Een internationale groep wetenschappers berekende de milieueffecten per eenheid product, zoals bijvoorbeeld een ton graan. Eerdere onderzoeken naar de effecten van intensieve landbouw keken vooral naar de milieueffecten per hectare. Daardoor leken negatieve gevolgen groter en misten hun onderzoeken vaak de positieve effecten van intensieve teelten, aldus hoofdonderzoeker Andrew Balmford van de University of Cambridge.

Zo’n positief effect is dat intensieve landbouw minder grond nodig heeft en er dus meer ruimte voor de natuur resteert. Het onderzoek verscheen in Nature.

Het onderzoek nam vier landbouwsystemen onder de loep, schrijft Trouw: de rijstteelt in Azië, de rundvleesproductie in Zuid-Amerika en de tarweteelt en de zuivelproductie in Europa. Het onderzoek gaat uit van de aanname dat bossen, oerwouden en andere wilde landschappen gespaard blijven. De wetenschappers hadden onvoldoende data om factoren als bodemgezondheid en pesticidengebruik mee te nemen in hun conclusies.

De uitkomst van het onderzoek is dat intensieve landbouw efficiënter omgaat met de natuurlijke grondstoffen en daarom minder druk op het water, het milieu en de bodem legt.

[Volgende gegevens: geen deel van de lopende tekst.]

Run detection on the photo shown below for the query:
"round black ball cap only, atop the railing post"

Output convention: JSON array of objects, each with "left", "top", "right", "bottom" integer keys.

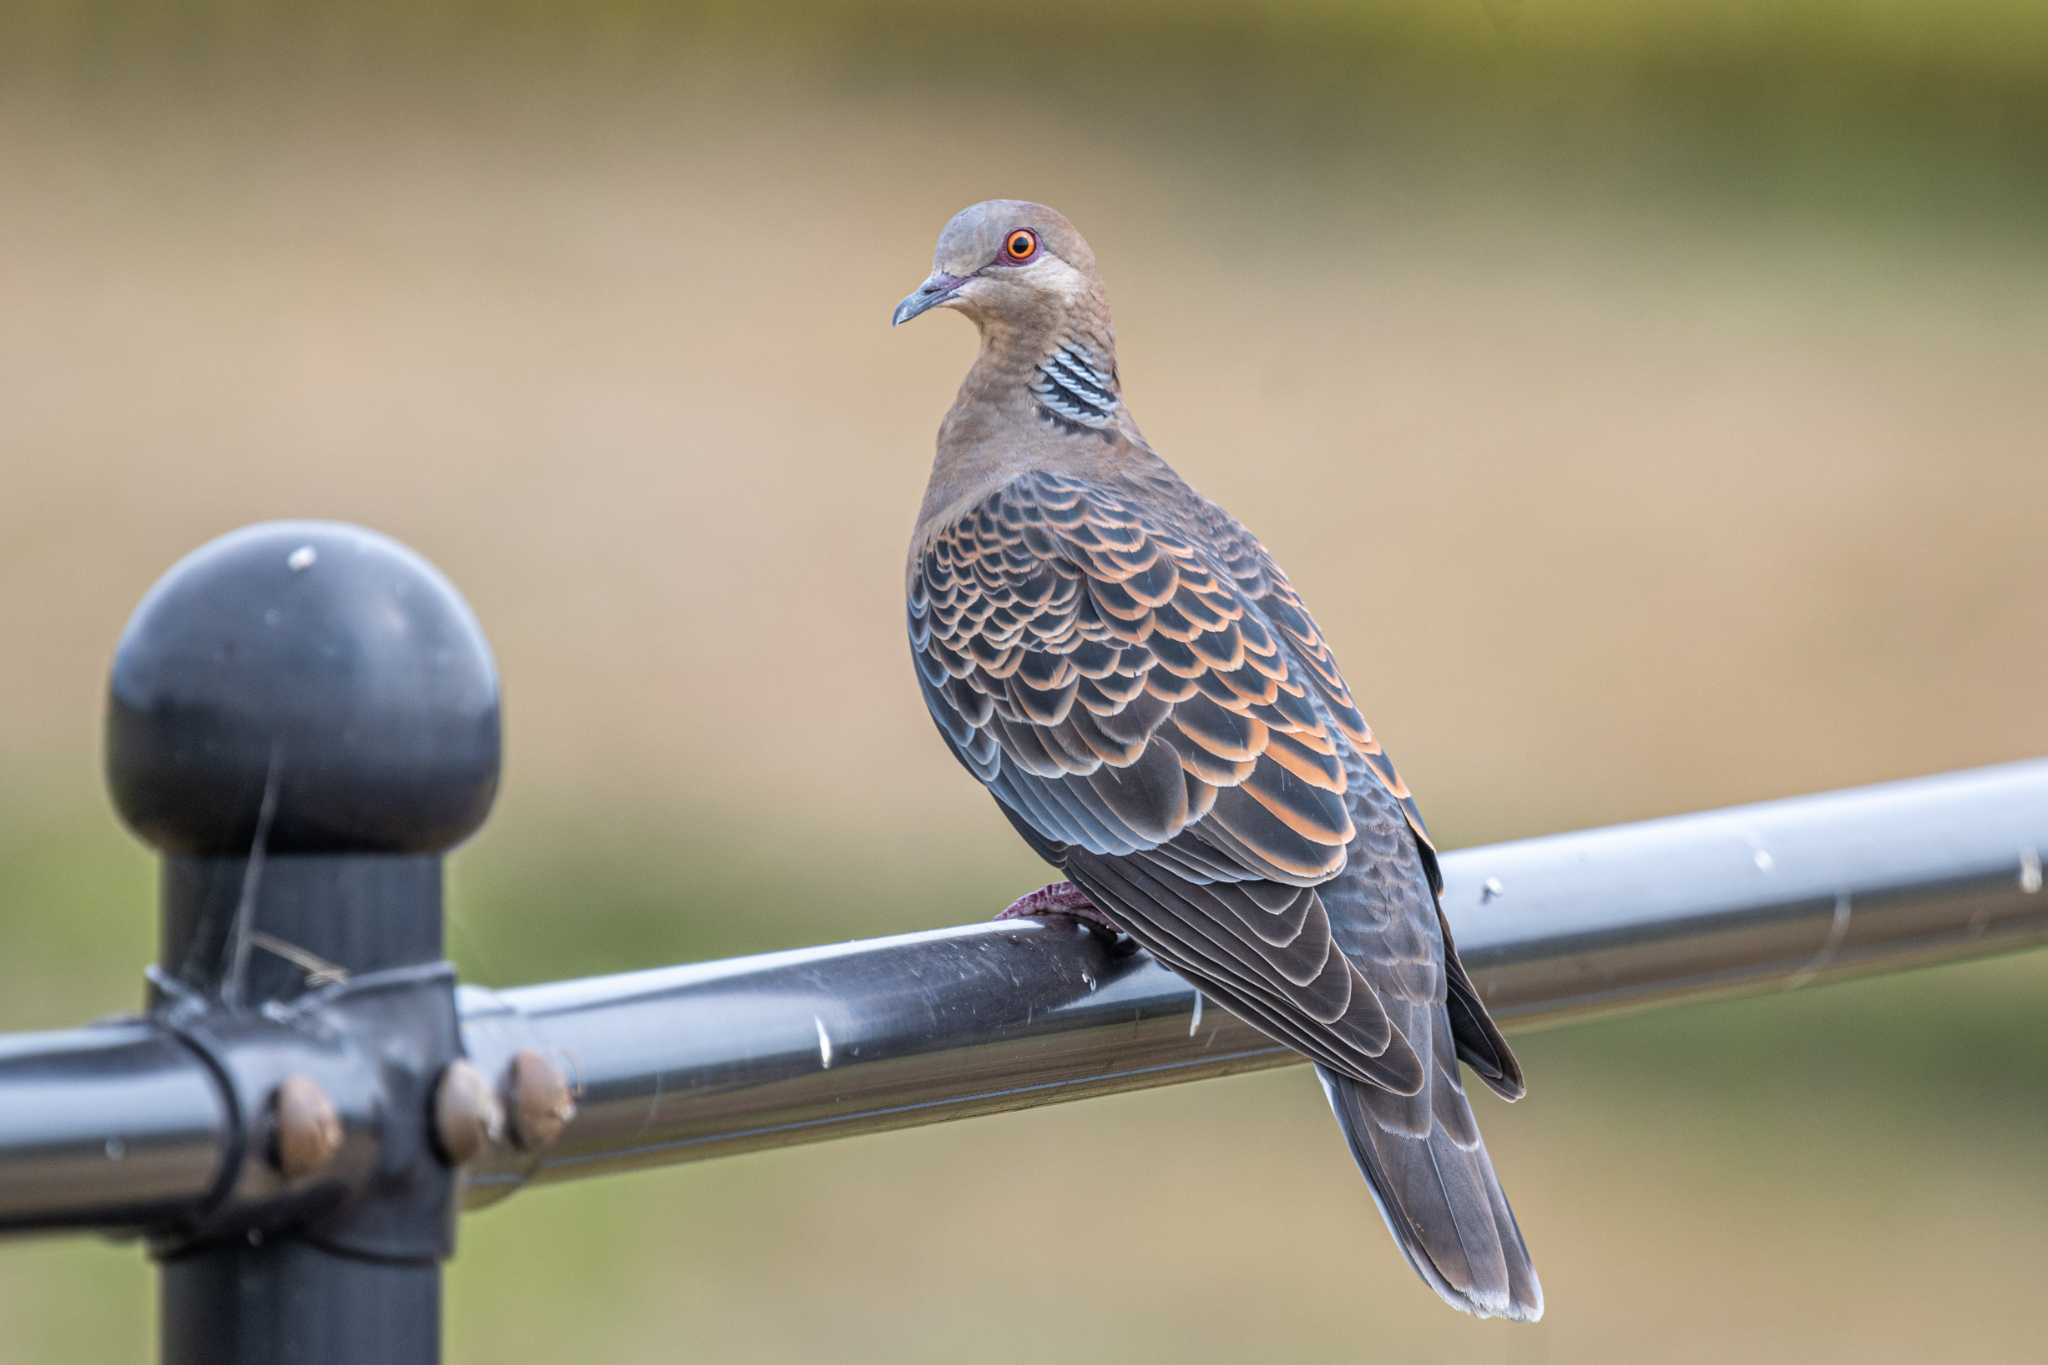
[{"left": 106, "top": 522, "right": 500, "bottom": 855}]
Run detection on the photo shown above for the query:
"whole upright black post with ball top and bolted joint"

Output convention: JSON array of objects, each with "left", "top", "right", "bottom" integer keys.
[{"left": 106, "top": 522, "right": 500, "bottom": 1365}]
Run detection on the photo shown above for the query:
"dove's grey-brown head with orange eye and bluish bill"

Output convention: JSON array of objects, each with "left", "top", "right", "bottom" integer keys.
[{"left": 891, "top": 199, "right": 1108, "bottom": 332}]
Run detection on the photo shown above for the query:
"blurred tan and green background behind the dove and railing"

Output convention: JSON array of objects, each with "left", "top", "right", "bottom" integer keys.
[{"left": 0, "top": 0, "right": 2048, "bottom": 1365}]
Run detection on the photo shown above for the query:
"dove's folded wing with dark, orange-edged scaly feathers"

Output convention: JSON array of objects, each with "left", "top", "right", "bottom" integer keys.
[{"left": 909, "top": 473, "right": 1425, "bottom": 1095}]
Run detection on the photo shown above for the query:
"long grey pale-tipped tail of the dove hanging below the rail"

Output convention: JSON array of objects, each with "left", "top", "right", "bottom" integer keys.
[{"left": 1315, "top": 1064, "right": 1542, "bottom": 1322}]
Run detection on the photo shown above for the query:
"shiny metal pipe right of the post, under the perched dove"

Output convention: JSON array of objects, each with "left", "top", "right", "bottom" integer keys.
[{"left": 461, "top": 761, "right": 2048, "bottom": 1205}]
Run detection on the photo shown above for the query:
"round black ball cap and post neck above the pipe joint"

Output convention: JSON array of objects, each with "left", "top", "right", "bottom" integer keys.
[{"left": 106, "top": 522, "right": 500, "bottom": 1001}]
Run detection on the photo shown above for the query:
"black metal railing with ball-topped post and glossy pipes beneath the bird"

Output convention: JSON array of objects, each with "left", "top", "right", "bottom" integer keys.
[{"left": 0, "top": 524, "right": 2048, "bottom": 1365}]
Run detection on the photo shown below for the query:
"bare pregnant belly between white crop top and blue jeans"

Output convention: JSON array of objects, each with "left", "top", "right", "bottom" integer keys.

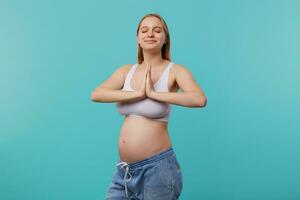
[{"left": 118, "top": 116, "right": 171, "bottom": 163}]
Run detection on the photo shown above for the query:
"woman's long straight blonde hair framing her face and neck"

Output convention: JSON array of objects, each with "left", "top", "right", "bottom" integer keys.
[{"left": 136, "top": 13, "right": 171, "bottom": 64}]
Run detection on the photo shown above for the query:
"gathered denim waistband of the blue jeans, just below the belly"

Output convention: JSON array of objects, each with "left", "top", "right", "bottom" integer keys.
[{"left": 119, "top": 146, "right": 175, "bottom": 169}]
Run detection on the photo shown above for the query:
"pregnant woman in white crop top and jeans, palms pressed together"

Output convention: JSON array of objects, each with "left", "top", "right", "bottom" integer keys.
[{"left": 91, "top": 13, "right": 207, "bottom": 200}]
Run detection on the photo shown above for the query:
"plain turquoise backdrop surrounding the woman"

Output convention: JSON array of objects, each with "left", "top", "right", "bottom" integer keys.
[{"left": 0, "top": 0, "right": 300, "bottom": 200}]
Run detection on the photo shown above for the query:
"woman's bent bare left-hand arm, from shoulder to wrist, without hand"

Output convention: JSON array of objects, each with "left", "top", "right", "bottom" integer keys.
[{"left": 90, "top": 64, "right": 144, "bottom": 103}]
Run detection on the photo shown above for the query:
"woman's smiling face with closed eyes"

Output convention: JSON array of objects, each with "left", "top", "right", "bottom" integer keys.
[{"left": 137, "top": 17, "right": 166, "bottom": 51}]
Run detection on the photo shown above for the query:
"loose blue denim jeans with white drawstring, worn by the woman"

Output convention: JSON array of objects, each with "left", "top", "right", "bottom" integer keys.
[{"left": 105, "top": 147, "right": 182, "bottom": 200}]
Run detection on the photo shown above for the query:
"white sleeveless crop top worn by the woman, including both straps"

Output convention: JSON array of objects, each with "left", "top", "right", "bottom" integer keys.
[{"left": 116, "top": 62, "right": 174, "bottom": 122}]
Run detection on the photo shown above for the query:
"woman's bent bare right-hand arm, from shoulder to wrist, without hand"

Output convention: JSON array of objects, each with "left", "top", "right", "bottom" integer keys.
[{"left": 150, "top": 64, "right": 207, "bottom": 107}]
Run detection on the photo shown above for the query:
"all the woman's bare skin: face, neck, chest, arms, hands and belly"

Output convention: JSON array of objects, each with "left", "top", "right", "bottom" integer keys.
[{"left": 91, "top": 17, "right": 207, "bottom": 163}]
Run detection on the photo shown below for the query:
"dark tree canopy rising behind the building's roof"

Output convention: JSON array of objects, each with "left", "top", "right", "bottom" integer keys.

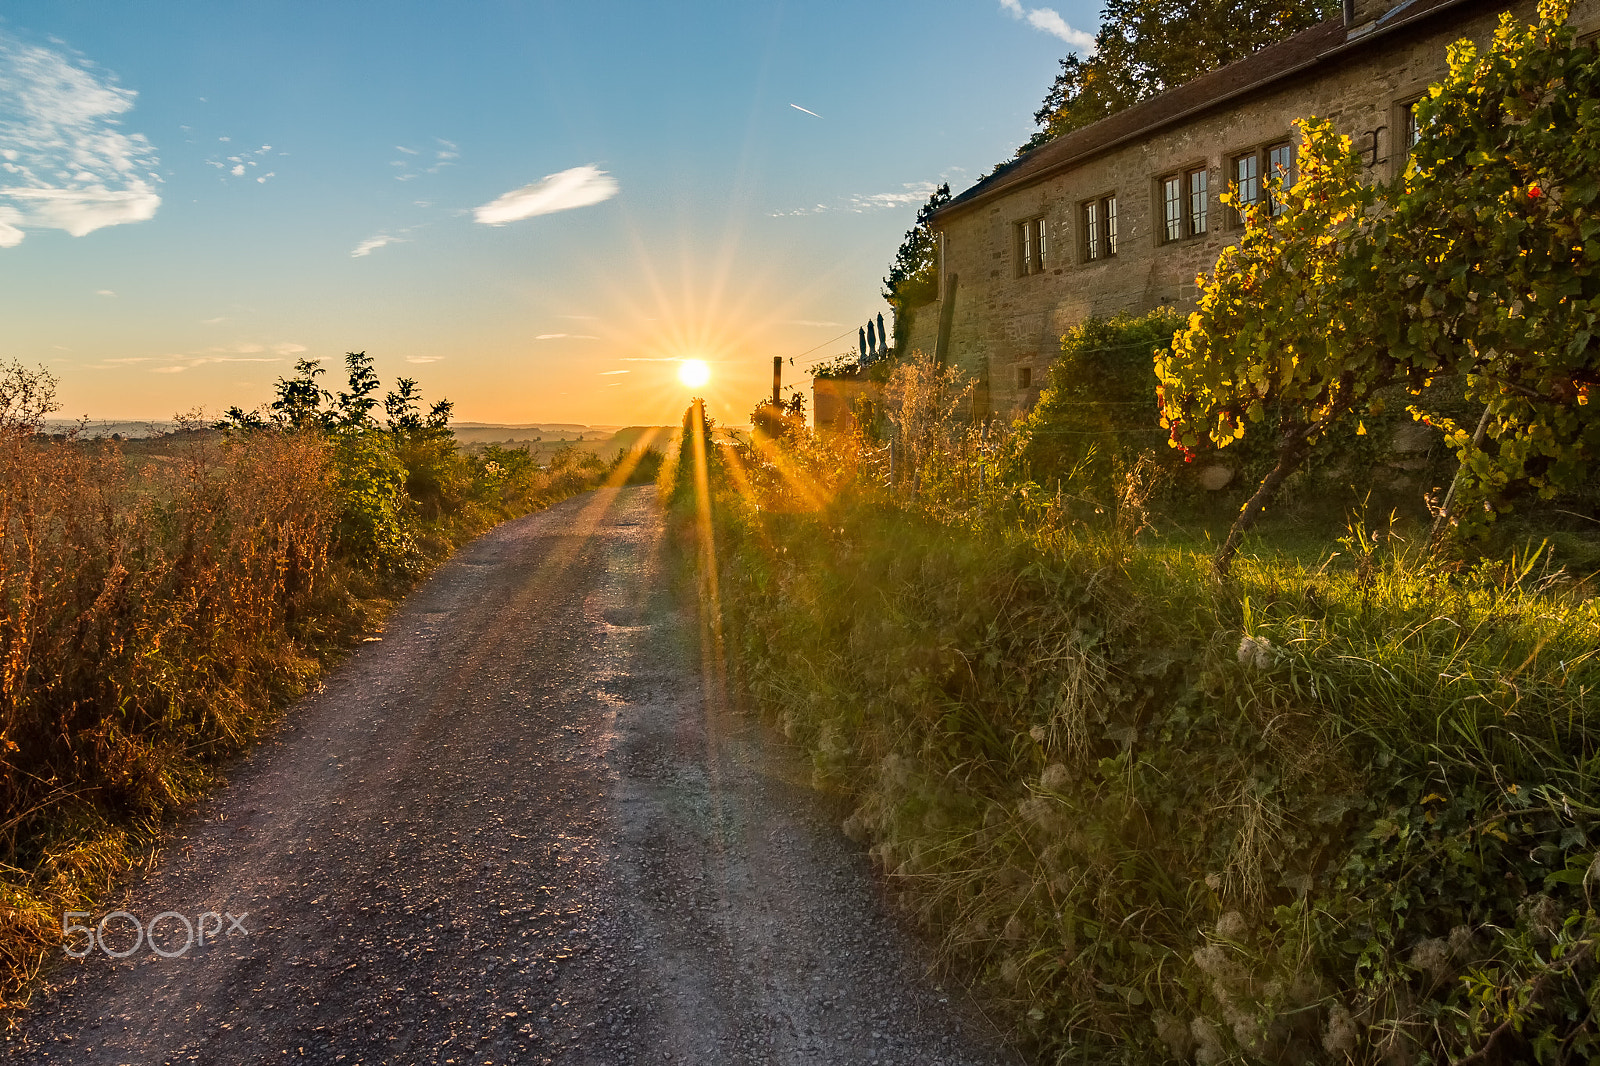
[{"left": 1021, "top": 0, "right": 1339, "bottom": 152}]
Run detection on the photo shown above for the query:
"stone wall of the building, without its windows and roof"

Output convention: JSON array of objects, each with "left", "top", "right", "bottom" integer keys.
[{"left": 914, "top": 0, "right": 1600, "bottom": 418}]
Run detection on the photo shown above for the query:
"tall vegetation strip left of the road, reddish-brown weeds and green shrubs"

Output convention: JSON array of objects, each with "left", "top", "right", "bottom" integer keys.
[{"left": 0, "top": 365, "right": 606, "bottom": 1007}]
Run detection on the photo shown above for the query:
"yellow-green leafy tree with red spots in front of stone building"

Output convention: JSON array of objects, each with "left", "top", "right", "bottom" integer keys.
[{"left": 1157, "top": 0, "right": 1600, "bottom": 571}]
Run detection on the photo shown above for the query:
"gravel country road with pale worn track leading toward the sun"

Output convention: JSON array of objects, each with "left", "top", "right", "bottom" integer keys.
[{"left": 5, "top": 488, "right": 1018, "bottom": 1066}]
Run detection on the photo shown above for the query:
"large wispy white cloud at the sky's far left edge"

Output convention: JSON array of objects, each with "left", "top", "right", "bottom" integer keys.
[{"left": 0, "top": 32, "right": 162, "bottom": 248}]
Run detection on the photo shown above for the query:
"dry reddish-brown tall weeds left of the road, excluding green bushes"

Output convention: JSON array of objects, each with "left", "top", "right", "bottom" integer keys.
[{"left": 0, "top": 426, "right": 336, "bottom": 994}]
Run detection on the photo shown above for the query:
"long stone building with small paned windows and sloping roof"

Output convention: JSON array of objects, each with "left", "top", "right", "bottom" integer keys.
[{"left": 909, "top": 0, "right": 1600, "bottom": 418}]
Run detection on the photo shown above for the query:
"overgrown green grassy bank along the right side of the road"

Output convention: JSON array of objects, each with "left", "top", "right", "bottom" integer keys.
[{"left": 681, "top": 350, "right": 1600, "bottom": 1063}]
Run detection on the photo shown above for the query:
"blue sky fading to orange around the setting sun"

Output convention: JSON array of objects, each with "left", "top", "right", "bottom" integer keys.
[{"left": 0, "top": 0, "right": 1098, "bottom": 424}]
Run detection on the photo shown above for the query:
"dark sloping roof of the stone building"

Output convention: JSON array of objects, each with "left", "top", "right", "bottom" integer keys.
[{"left": 933, "top": 0, "right": 1469, "bottom": 227}]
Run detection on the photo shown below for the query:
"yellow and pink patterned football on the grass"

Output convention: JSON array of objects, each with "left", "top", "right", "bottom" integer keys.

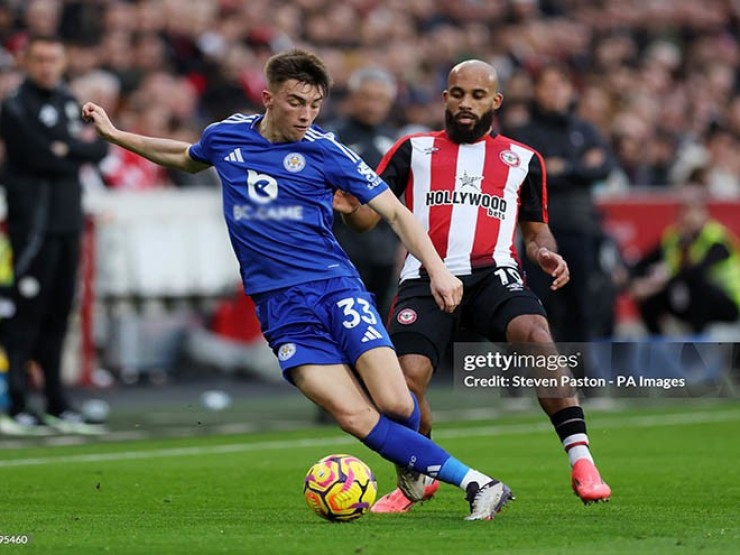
[{"left": 303, "top": 454, "right": 378, "bottom": 522}]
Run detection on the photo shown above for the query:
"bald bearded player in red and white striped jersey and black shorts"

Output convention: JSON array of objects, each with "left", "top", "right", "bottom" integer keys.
[{"left": 335, "top": 60, "right": 611, "bottom": 513}]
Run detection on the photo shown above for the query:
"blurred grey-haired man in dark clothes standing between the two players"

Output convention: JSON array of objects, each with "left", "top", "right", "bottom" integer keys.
[{"left": 325, "top": 67, "right": 399, "bottom": 315}]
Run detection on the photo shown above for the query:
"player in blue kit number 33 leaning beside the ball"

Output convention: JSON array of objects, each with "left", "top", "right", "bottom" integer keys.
[{"left": 82, "top": 50, "right": 513, "bottom": 520}]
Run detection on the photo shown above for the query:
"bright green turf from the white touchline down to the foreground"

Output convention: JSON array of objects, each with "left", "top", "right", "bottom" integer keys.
[{"left": 0, "top": 403, "right": 740, "bottom": 555}]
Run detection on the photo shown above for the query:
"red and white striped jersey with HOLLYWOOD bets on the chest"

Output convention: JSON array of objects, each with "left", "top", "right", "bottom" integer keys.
[{"left": 377, "top": 131, "right": 547, "bottom": 281}]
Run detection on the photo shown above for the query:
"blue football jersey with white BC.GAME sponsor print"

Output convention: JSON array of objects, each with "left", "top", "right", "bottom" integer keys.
[{"left": 190, "top": 114, "right": 388, "bottom": 295}]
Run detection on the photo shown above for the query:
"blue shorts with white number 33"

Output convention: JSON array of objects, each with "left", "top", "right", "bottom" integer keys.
[{"left": 253, "top": 277, "right": 393, "bottom": 381}]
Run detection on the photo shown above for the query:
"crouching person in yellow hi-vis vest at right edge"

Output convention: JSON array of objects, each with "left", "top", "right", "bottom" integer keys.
[{"left": 629, "top": 185, "right": 740, "bottom": 335}]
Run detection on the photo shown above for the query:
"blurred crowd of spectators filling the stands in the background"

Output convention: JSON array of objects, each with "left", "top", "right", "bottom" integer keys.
[{"left": 0, "top": 0, "right": 740, "bottom": 198}]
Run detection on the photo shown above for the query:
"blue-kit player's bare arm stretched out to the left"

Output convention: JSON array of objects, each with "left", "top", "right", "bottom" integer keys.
[{"left": 82, "top": 102, "right": 209, "bottom": 173}]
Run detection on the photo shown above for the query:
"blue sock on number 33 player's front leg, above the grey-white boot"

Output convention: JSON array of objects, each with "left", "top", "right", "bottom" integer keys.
[{"left": 362, "top": 414, "right": 469, "bottom": 486}]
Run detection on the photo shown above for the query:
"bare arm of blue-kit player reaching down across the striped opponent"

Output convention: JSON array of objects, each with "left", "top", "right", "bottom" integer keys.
[{"left": 368, "top": 189, "right": 463, "bottom": 312}]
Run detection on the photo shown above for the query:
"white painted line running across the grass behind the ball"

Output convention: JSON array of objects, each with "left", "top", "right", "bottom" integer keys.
[{"left": 0, "top": 410, "right": 740, "bottom": 468}]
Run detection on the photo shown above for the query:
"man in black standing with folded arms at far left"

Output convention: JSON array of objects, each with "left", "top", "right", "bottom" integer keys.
[{"left": 0, "top": 36, "right": 107, "bottom": 434}]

Maar, zeggen ze, dat effect gaat alleen op als het doel het voeden van de bevolking is en niet het maken van winst. Boeren moeten leren overproductie tegen te gaan of beschermd worden tegen verspillende overproductie. Op Foodlog legde landbouweconoom Niek Koning ooit zijn visie uit op de economie die bij de ecologische slotopmerking van deze pleitbezorgers van intensieve landbouw: wereldhandel moet daar zodanig voor gereguleerd worden dat de landbouw in ontwikkelingslanden niet kapot concurreert door te open grenzen.